One of the most difficult challenge is detecting threats that come from within; most tools in place are designed to protect an infrastructure from outside dangers rather than monitoring what’s going on within the firewall. Insider threats fall into three broad groupings. The first are those carried out by employees with malicious intent. They might be looking to establish a new source of income by selling valuable data to a competitor. The second group are termed ‘compromised insiders’. These are people who may unwittingly have a device that has become infected with malware. The third group is known as the ‘accidental insiders’. These are staff who inadvertently release sensitive data to a third party via email or perhaps leave an unsecured laptop in the back of a taxi. Sharelock makes use of the rapid advances being made in Artificial Intelligence and Machine Learning to assist security teams and business managers in overcoming the challenge.

With the self-audit feature, end users, business partners and customers have the opportunity to view their risk-scored behavior for self-analysis. They can view devices, access, activity, and risk-scored anomalies through convenient and regular reporting. This enables them to participate in a collaborative partnership with the organization to protect assets. They also provide rich context not found within a SOC to quickly identify anomalous behavior and feedback on any false positives to improve machine learning model accuracy.

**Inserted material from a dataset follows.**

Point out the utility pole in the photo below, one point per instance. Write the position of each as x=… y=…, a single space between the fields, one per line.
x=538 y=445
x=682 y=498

Taking a risk-based approach to an identity’s access management and processes, department leaders gain assurance that the sensitive intellectual property their teams work with is secure from excess access and access outliers. This heightens departmental productivity, allowing the team to focus more effectively on organizational goals and objectives and eliminates rubber-stamping of certifications and access cloning. In addition, the self-audit fosters a sense of engaged understanding of security requirements and best practices and a sense collective involvement among group members to help protect the organization.

Through UEBA risk scoring, analysts detect insiders, account compromise, data exfiltration and external intruders. Context-aware analysis facilitates multi-level analyst reviews with data masking through workflow based on role-based access controls. Process empowerment is available through canned Machine Learning models as well as case and ticket management internally, or interfacing with solution applications such as Remedy, ServiceNow, and SFDC plus email or SMS alerts.



They are enabled by advanced security analytics solutions offering vendor agnostic capabilities to create custom Machine Learning models without coding in a step-by-step process requiring only a minimal knowledge of data science. As an open solution, advanced security analysts and data scientists can adjust risk weightings within existing Machine Learning models, add or update attributes to the metadata model, and ingest desired attributes from any data source with a flex data connector. Data science teams and architects can use their data lake of choice to extend Machine Learning model use cases.